A gas-liquid separator 5 is further disposed between the gas path converter 4 and the three-way suction device 6, and the gas-liquid separator 5 is provided with a partition cover 12.

Claims

a breast pump with a gas path commutator structure, comprising a negative pressure pump (3), a breast suction cover (1), a three-way suction device (6) and a milk storage bottle (2); characterized in that: A gas path converter (4) is further disposed between the pump (3) and the three-way suction device (6); the gas path converter The port of (4) includes an airflow output/input port (7), an airflow output port (8), an airflow input port (9), a converter air inlet (17), and a converter air outlet (18); An upper valve piece (19) and a lower valve piece (20) are disposed in the cavity of the road converter (4); the displacement of the upper valve piece (19) and the lower valve piece (20) is controlled by an electronic circuit.
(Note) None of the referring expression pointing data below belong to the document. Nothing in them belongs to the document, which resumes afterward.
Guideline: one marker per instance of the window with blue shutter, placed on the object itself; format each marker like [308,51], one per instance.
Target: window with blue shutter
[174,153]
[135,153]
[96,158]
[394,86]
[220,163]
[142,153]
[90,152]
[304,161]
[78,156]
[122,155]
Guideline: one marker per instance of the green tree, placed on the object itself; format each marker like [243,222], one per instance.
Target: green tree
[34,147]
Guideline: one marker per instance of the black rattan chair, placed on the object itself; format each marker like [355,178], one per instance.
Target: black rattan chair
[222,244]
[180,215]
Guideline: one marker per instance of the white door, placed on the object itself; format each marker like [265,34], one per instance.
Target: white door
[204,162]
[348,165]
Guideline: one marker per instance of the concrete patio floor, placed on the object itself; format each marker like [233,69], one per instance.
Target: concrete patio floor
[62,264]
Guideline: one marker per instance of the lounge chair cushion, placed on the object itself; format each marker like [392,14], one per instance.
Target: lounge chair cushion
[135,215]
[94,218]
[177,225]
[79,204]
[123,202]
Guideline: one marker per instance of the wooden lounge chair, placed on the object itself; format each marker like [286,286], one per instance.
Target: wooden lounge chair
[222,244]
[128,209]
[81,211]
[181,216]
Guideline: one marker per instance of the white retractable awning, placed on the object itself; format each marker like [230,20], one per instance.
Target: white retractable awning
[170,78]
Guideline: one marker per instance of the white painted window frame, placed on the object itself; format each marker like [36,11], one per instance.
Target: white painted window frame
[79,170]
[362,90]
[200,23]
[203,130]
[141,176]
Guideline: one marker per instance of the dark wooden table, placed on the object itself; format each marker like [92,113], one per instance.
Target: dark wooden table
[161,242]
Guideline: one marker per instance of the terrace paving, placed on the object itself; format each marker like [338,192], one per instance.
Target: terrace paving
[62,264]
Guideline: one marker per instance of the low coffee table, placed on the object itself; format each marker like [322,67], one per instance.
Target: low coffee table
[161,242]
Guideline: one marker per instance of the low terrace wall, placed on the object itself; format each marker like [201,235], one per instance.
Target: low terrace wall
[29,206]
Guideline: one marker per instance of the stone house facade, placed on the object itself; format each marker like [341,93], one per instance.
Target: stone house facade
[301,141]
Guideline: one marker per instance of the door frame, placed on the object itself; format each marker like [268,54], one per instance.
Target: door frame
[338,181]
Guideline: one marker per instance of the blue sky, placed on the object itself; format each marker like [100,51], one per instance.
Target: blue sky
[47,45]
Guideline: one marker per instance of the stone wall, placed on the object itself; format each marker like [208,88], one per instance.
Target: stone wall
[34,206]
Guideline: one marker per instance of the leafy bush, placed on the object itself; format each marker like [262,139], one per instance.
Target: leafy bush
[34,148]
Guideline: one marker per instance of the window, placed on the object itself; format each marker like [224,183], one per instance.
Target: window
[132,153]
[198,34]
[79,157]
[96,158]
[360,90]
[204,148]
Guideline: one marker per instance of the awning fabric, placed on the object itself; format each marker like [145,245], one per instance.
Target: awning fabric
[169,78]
A breast pump with a pneumatic commutator structure according to claim 1, wherein: in the inhaled state, the upper valve plate (19) and the lower valve plate (20) move upward, and the converter enters The air port (17) is closed, the converter air outlet (18) is opened; in the deflated state, the upper valve plate (19) and the lower valve plate (20) are moved downward, and the converter air inlet (17) is opened, the converter The vent (18) is closed. A breast pump with a pneumatic commutator structure according to claim 2, wherein: said negative pressure pump (3) is a micro diaphragm type vacuum pump. A breast pump with a pneumatic commutator structure according to claim 2, wherein: said negative pressure pump (3) employs a rotary vane type vacuum pump. A breast pump with a pneumatic commutator structure according to claim 2, wherein: said negative pressure pump (3) employs a oscillating piston type vacuum pump. A portable breast pump of any vertical structure according to any one of claims 1 to 5, characterized in that: the gas path converter (4) and the three-way suction device (6) are further provided with gas The liquid separator (5) is provided with a partition cover (12).